Persistent use can impact cognitive functions, particularly when used during adolescence. There are concerns about the impact on mental health, particularly in individuals predisposed to conditions like schizophrenia. While less common than with substances like alcohol or nicotine, dependency can occur with regular use.
Interaction between alcohol and cannabis leads to altered senses, mood changes, impaired body movement, difficulty with thinking and problem-solving, and impaired memory and learning. Studies have highlighted the synergistic effects of alcohol and cannabis, where coadministration results in increased impairment in behavioral and neurocognitive measures compared to a single use of either substance.
Alcohol can increase THC absorption, meaning the psychoactive effects of cannabis can be felt more strongly and quickly.
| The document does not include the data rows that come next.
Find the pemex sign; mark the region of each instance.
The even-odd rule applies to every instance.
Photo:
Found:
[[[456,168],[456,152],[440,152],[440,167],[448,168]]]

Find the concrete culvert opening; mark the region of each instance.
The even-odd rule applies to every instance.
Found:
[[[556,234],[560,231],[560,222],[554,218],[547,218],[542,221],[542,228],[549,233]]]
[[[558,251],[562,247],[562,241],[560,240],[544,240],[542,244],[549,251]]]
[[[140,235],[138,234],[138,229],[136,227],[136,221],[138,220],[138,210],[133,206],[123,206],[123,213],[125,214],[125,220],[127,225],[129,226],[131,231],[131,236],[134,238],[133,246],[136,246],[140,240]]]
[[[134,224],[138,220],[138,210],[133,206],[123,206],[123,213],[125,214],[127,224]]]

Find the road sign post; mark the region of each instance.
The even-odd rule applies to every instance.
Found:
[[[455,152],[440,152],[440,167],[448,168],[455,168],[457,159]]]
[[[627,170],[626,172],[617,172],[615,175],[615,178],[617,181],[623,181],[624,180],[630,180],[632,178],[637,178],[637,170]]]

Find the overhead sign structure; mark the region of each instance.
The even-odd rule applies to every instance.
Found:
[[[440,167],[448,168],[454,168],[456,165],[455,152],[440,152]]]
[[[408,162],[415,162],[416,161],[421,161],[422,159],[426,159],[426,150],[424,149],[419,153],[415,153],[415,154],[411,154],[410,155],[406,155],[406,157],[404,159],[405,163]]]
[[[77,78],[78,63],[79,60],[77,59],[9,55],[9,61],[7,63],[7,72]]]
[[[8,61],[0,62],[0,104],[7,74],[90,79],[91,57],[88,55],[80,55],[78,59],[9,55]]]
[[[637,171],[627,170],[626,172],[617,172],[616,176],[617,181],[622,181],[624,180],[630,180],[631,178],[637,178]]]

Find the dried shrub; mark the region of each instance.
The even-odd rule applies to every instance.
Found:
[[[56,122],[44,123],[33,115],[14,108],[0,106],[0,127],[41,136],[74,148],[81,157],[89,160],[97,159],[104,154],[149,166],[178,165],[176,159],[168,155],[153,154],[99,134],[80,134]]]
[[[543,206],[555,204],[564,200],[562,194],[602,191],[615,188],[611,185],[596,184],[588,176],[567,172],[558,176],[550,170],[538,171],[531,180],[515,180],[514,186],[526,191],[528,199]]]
In the presence of alcohol, significantly higher levels of blood THC and its main active metabolite are detected, which may explain the increased impairment observed following coadministration of cannabis and alcohol.
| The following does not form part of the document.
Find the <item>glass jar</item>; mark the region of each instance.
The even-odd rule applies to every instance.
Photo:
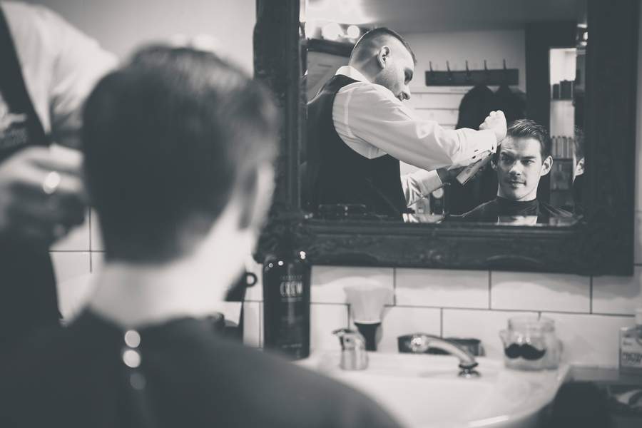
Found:
[[[520,316],[510,318],[508,330],[499,332],[504,342],[506,367],[519,370],[556,369],[561,344],[549,318]]]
Limited data is available regarding the acute influence of cannabis on the motivation to consume alcohol, though some studies suggest that cannabis, relative to placebo, acutely reduced the amount of alcohol consumed on a subsequent drinking task.
The synergistic effect of combination can lead to increased impairment and a higher likelihood of experiencing negative side effects:
- Impaired Coordination: Both substances impair motor coordination and reaction times, increasing the risk of accidents.
- Cognitive Impairment: Memory, attention, and decision-making can be significantly impaired.
- Anxiety and Paranoia: Some individuals may experience heightened anxiety or paranoia.
- Dehydration: Both alcohol and cannabis can lead to dehydration and dry mouth.
The phenomenon of experiencing the effects of alcohol and cannabis simultaneously is often referred to as "cross-fading". This can lead to enhanced intoxication, sometimes resulting in nausea, dizziness, and in severe cases, "greening out" (a term used to describe feeling sick after consuming cannabis).
Over-intoxication: The combined use can lead to severe intoxication, which may result in poor decision-making, risky behaviors, and blackouts.
Cardiovascular Risks: Both substances can increase heart rate, posing potential risks to individuals with pre-existing heart conditions.
Mental Health Risks: Prolonged use of both substances can have detrimental effects on mental health, potentially contributing to conditions like depression and anxiety.
Dependence: There is a risk of developing dependence on one or both substances.
Chronic alcohol exposure generally increases endocannabinoid production, which may downregulate CB1 receptor signaling, potentially contributing to anxiety and relapse into drinking.
Cannabis produces anti-inflammatory actions, which could potentially mitigate some adverse inflammatory consequences of alcohol abuse.
Large hospital datasets indicate that cannabis use reduces the risk of alcoholic pancreatitis and gastritis.
Preclinical studies suggest diverse beneficial effects of CBD, such as neuroprotection from adverse alcohol effects in the hippocampus and reduced alcohol-mediated liver damage.
Start Low and Go Slow: If choosing to consume both, start with lower doses to minimize risks and understand your tolerance.
Stay Hydrated: Ensure to drink water to mitigate potential dehydration.
Avoid Dangerous Activities: Never drive, climb, swim, etc. under the influence of alcohol, cannabis, or both.
Know Your Limits: Be aware of your own limits and ensure to consume responsibly.
If you decide to combine these substances, we recommend taking cannabis first, enjoying its effects, and when they pass their peak values, then add a little alcohol for a sedative and relaxing effect. Such a scenario, if adequate dosages are observed, minimizes the risks.
In light of these considerations, we strongly recommend a meaningful approach to this combination.